Ce n’est pas un hasard si l’on surnomme Nashville « Music City ». Impossible de faire 10 pas dans cette ville sans croiser un auteur-compositeur ou un interprète aux grands rêves. La population de la ville a explosé au cours des dix dernières années en raison de l’arrivée massive d’aspirants inspirés par les six saisons de la série télé Nashville. Une cohorte de Canadiens s’y font d’ailleurs entendre, ce qui mérite d’être souligné. Parmi eux, on retrouve Kathleen Higgins, Robyn Dell’Unto, Jesse Labelle et Sarah Troy Clark. Voici leurs histoires.

KAT HIGGINS

Kat HigginsActuellement sous contrat chez BMG Nashville par le biais de Patrick Joseph Music, sa plus grande réussite en tant qu’auteure-compositrice à ce jour est sa collaboration à la chanson « Mexico »  de Carrie Underwood, en 2015, en compagnie de Derrick Adam Southerland et Jamie Moore sur l’album Storyteller.
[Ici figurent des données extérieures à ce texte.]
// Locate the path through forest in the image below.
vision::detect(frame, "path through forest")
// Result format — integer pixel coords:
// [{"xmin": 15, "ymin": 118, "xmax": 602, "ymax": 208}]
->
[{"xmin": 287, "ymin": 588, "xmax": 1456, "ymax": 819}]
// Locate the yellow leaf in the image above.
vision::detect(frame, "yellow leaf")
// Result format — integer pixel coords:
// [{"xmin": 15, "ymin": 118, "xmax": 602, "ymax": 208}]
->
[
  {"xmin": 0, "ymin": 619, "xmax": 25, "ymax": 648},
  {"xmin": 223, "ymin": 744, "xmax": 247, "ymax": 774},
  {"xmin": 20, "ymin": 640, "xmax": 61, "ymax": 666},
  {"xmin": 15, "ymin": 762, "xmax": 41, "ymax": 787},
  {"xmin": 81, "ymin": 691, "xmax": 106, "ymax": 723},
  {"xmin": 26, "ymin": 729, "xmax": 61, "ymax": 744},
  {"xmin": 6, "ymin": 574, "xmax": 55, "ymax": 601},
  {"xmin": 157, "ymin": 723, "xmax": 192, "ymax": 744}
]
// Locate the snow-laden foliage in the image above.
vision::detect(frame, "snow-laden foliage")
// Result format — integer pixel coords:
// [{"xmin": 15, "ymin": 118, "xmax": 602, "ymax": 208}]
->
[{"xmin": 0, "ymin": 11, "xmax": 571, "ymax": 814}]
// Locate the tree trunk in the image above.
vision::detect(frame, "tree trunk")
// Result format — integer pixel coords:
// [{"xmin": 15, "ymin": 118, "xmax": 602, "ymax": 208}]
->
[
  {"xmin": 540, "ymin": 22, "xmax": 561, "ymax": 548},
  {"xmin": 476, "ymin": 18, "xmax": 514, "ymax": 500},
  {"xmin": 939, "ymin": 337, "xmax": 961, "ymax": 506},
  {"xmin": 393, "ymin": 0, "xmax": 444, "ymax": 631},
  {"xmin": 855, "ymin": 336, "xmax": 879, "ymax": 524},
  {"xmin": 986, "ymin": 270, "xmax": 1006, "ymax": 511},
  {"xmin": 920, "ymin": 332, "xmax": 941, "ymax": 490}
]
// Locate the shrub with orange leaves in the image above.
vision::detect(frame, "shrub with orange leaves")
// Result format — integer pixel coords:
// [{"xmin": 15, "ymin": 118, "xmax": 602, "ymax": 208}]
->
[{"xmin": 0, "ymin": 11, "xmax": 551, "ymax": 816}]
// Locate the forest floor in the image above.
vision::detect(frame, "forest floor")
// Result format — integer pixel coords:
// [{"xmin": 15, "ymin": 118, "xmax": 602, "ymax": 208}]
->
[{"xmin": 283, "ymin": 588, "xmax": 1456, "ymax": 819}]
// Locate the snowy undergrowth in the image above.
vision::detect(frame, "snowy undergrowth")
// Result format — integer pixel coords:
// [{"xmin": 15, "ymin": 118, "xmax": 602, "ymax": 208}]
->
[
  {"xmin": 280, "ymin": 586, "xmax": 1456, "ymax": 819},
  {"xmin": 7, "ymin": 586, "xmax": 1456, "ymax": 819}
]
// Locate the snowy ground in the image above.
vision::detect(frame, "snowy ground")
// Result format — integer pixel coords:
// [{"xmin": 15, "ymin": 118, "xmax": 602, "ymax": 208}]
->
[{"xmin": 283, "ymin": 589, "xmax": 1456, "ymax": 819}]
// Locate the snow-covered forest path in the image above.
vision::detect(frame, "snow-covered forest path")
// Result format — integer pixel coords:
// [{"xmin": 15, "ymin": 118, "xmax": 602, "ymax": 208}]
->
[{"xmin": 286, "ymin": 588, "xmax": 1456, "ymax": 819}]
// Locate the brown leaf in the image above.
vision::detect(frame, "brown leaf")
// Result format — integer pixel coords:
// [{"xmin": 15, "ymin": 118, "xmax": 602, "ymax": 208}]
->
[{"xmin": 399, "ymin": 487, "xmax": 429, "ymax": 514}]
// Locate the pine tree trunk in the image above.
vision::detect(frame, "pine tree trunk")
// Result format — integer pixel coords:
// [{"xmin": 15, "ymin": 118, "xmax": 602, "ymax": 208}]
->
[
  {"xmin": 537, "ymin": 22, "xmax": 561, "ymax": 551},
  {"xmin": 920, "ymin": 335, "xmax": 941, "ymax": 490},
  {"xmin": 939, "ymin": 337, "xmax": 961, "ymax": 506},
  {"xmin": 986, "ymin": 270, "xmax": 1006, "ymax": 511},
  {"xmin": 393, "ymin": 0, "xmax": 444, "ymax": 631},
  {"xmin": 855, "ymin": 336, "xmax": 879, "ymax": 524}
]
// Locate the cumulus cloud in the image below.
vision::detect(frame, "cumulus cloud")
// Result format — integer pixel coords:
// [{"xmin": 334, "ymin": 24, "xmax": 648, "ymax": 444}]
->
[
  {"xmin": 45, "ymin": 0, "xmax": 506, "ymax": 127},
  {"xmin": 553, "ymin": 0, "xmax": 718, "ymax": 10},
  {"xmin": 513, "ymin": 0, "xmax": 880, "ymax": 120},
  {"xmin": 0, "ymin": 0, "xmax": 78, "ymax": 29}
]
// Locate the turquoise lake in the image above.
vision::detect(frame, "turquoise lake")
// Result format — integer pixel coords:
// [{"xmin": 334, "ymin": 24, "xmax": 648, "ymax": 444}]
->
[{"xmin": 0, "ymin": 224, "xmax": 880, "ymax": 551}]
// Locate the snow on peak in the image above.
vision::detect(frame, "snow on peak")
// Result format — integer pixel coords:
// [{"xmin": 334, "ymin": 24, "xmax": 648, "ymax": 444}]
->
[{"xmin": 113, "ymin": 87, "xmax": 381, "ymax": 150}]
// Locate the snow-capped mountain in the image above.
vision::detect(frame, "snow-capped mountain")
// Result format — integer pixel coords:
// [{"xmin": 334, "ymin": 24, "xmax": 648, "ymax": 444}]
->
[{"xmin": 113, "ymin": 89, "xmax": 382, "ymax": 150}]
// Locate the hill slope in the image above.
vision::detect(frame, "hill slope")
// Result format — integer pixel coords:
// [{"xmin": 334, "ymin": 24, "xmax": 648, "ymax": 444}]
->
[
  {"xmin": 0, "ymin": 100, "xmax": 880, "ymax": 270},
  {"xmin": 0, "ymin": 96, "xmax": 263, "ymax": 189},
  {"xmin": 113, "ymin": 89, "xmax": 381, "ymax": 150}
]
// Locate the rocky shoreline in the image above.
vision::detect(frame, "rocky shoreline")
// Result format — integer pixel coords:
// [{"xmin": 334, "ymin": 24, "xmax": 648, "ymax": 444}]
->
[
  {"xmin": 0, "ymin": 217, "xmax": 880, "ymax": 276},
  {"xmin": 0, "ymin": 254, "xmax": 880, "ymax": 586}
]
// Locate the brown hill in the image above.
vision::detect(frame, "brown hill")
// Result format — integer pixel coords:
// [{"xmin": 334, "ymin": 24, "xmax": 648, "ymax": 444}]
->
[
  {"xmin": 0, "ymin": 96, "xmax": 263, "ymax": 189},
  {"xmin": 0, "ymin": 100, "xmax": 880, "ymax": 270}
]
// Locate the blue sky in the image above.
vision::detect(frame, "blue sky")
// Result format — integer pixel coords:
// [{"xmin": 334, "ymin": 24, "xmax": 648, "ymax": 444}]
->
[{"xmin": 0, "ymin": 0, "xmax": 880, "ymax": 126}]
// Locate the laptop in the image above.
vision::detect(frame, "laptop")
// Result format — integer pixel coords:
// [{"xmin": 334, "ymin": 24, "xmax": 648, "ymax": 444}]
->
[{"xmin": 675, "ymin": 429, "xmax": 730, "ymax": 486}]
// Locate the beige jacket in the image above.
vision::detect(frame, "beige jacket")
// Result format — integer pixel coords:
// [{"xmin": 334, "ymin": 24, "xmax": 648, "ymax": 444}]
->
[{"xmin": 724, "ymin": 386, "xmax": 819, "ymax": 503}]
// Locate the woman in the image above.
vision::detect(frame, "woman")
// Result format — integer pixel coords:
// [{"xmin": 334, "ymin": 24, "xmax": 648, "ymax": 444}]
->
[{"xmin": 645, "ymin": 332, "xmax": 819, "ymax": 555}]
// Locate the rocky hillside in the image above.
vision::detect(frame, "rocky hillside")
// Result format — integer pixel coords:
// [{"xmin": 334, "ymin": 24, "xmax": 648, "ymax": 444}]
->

Mais ça n’est pas pour autant la première fois qu’elle a goûté au succès. Elle a passé la majorité de sa vie dans le trio country familial The Higgins qui a lancé deux albums sur Open Road Records. C’est néanmoins lorsqu’elle a mis les pieds à Nashville que son destin a changé du tout au tout.

« The Higgins était de passage à Nashville, et aussitôt que j’ai débarqué de l’avion et que je suis sortie de l’aéroport, j’avais le cœur brisé, car je savais que je ne voudrais plus jamais rentrer chez moi au Canada », raconte l’artiste qui a commencé à écrire des chansons à l’âge de 13 ans. « Mon cœur n’a jamais quitté Nashville depuis. »

Après la pause professionnelle de The Higgins en raison de la grossesse de sa sœur Eileen, son compatriote canadien et auteur-compositeur professionnel Deric Ruttan, ainsi que son épouse Margaret, ont pris Kat sous leurs ailes et lui ont offert un sanctuaire le temps qu’elle s’organise.

Originaire de Delta, en Colombie-Britannique, elle explique que son travail avec The Higgins « m’a permis d’avoir accès à des séances de création auxquelles je n’aurais pas autrement eu accès parce que nous avions un contrat de disque au Canada et les auteurs souhaitaient collaborer à nos simples. » Après avoir participé à la création de « Mexico », une chanson aux accents bhangra, Higgins nous confie qu’elle attend des nouvelles d’une nouvelle chanson qu’elle espère avoir placée auprès d’un artiste country américain. Elle a également placé ses chansons « Old Soul » à l’émission The Voice et « Johnny Cash Heart » à l’émission American Idol.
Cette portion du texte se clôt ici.